A desgraça é que esta compreensão não alivia meu profundo mal-estar com um tipo que de uns tempos para cá germinou em nossa sociedade: os tietes do juiz Sérgio Moro. Não há corrosivo maior para a reputação intelectual do que aparecer com uma fotinho do magistrado no perfil do Feicebúqui. E isto nada tem a ver com a figura do Moro em si. Apesar da vaidade, dos vazamentos seletivos, da origem tucana que em tese compromete a neutralidade, o juiz de Curitiba trabalha duro e sério. Não é despropositada a admiração que lhe é confiada, com certa histeria, pela ala antipetista da sociedade.

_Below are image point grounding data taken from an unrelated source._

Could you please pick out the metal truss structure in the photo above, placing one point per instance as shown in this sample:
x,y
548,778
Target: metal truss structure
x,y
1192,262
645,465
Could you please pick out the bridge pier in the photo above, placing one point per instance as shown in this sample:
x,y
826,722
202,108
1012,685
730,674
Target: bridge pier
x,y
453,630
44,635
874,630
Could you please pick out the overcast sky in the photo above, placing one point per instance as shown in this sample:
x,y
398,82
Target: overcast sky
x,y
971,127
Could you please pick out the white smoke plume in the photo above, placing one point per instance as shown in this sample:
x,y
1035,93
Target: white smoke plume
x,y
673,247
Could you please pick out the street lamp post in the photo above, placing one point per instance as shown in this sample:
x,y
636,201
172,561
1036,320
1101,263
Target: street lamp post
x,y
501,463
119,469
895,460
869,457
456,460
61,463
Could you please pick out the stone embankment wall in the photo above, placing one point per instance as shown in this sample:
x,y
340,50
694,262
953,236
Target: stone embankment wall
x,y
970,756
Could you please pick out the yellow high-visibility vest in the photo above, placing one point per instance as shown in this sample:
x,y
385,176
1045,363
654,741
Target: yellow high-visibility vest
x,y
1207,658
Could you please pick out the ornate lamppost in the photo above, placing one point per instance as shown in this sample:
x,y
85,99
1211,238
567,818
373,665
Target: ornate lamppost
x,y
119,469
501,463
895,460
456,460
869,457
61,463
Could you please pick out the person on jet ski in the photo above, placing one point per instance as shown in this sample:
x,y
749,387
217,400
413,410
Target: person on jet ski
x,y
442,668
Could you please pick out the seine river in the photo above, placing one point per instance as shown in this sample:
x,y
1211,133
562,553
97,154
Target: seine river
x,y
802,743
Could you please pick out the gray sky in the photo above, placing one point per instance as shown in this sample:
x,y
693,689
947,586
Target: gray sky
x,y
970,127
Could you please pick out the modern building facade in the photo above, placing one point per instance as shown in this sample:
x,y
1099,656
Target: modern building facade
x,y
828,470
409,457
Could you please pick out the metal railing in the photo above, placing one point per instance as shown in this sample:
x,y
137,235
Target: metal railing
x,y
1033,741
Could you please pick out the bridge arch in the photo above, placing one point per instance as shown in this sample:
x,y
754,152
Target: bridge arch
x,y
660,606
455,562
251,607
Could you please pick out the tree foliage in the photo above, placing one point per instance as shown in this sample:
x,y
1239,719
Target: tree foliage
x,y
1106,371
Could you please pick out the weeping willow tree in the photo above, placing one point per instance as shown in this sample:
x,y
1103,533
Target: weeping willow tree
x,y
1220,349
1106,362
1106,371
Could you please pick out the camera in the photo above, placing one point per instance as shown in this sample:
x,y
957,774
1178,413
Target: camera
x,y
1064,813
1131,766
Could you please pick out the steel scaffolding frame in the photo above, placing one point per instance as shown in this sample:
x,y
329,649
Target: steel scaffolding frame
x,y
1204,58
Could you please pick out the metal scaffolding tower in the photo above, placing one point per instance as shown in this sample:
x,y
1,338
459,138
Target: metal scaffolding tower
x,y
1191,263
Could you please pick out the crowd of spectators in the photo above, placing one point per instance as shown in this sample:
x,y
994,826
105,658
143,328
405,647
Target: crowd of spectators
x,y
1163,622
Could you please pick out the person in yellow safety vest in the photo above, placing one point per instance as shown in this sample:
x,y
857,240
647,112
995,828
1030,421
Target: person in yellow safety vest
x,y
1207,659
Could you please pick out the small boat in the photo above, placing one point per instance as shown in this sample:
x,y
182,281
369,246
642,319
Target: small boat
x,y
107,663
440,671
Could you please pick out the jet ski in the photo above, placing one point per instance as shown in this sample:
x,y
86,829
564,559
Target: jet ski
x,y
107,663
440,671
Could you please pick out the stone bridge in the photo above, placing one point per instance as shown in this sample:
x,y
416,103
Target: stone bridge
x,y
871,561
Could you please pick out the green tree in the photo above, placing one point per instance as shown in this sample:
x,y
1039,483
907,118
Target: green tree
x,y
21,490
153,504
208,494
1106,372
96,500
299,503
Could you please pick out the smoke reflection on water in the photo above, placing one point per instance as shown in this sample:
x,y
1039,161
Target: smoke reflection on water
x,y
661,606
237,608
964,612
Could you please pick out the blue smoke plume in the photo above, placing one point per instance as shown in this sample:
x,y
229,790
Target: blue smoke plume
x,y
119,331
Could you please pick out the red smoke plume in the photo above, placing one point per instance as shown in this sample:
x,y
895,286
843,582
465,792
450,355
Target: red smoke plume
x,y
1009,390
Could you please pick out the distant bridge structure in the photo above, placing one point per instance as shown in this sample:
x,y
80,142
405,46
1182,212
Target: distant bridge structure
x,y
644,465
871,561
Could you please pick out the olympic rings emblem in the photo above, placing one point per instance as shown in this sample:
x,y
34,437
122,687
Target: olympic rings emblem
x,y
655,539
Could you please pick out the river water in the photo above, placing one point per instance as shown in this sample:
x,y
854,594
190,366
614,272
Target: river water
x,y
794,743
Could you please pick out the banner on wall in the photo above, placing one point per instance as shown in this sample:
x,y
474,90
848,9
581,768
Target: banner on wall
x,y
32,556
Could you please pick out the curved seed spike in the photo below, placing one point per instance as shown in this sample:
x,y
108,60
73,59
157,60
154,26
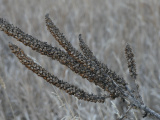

O problema está na personificação da virtude, como se o sistema, sozinho, não fosse capaz de depurar as toxinas da corrupção. “Infeliz a nação que precisa de heróis”, ensinou Bertolt Brecht lá atrás, mas os brasileiros se fazem de surdos. A cada crise depositamos a esperança nas costas de alguém. O salvador da pátria é uma aspiração coletiva que nos infantiliza desde sempre.
Quando conferimos propriedades divinais a um ser humano escolhido para nos salvar, o pensamento começa a enfraquecer. O discurso fica ralo. Com um celular ligado à internet em mãos, não é possível escapar a sanha laudatória deste pessoal. Isto porque os tietes do Moro se adaptaram com notável sucesso no Uatizápi.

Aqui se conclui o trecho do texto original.